Her report noted that “The global challenge is to support increases in road transport use, in a sustainable, environmentally-responsible way” [emphasis added]. It considered that “In the long-term (possibly by 2050 in the developed world), almost complete decarbonisation of road transport is a possibility” [emphasis added].
The King Review pointed out that to achieve this possibility, substantial progress would be needed in:
· Cleaner fuels
· More efficient vehicles and
· Smarter driver choices.
While I understood at the time that the review’s brief was to look at what could be achieved with vehicle and fuel technologies (in the face of accepted (?) traffic growth forecasts), I remember being drawn to the third bullet point above. What choices? And why ‘driver’ and not ‘traveller’ choices? The report outlined that smarter driver choices meant:
(i) demanding new technologies (smaller, cleaner, more efficient cars);
(ii) driver efficiency (tyres pumped up, controlled acceleration, minimum luggage); and
(iii) small reductions from travel (as opposed to driver) choices (avoiding low-value journeys, use of alternative modes, car sharing).
In 2007 I felt that foregrounding technological change overestimated potential for the rate of technological innovation (in terms of the pace and scale of its diffusion) and underestimated the potential for behaviour change.
With legally binding plans announced last month to achieve net zero carbon emissions by 2050, is almost complete decarbonisation of road transport a possibility, 12 years after the King Review suggested it was?

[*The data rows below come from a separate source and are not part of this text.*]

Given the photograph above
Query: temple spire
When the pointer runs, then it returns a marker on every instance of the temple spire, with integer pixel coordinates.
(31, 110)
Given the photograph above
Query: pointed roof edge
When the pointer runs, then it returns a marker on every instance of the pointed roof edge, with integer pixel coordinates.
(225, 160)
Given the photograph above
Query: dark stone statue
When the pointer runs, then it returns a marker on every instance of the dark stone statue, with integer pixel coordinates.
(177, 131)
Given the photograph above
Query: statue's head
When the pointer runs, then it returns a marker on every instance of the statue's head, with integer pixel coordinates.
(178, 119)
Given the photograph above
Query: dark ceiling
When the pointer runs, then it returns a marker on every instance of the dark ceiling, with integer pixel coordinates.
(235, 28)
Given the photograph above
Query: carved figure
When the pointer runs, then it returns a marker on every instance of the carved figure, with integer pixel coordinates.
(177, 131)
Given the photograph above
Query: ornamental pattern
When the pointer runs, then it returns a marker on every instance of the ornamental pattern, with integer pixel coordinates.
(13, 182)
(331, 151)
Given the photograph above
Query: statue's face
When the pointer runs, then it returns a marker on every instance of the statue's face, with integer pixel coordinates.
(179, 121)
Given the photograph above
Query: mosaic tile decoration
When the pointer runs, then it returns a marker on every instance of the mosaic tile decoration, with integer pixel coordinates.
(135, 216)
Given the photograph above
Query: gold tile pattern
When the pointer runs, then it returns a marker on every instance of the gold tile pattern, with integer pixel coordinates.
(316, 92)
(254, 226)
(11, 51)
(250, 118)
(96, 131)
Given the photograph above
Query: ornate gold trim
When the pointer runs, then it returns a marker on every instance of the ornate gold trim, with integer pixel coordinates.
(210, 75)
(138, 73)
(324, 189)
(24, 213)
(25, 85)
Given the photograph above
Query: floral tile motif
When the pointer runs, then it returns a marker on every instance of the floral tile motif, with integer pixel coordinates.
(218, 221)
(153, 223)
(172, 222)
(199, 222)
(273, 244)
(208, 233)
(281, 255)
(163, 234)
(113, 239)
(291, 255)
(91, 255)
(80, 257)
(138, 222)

The Figure below from the Climate Change Committee’s 2019 progress report on reducing UK emissions suggests ‘possible’ (if not ‘impossible’) is indeed a more appropriate term than ‘plausible’ or ‘probable’.

From https://www.theccc.org.uk/publication/reducing-uk-emissions-2019-progress-report-to-parliament/
Now like never before we need to see the transport sector stand up and be counted. It has to be about travel behaviour change as well as technological innovation. And we may be pushing at an open door with encouraging signs of change. Take just one statistic from the work led by my UWE Bristol colleague Kiron Chatterjee for the DfT into young people’s travel behaviour: “29% of all 17-20 year olds had a full driving licence in 2014 compared to 48% in 1992/94”. That’s a big change – bigger than we have seen since the King Review for that resulting from technological innovation in the road transport sector. We must innovate socially as well as technologically and we must do so with urgency and determination.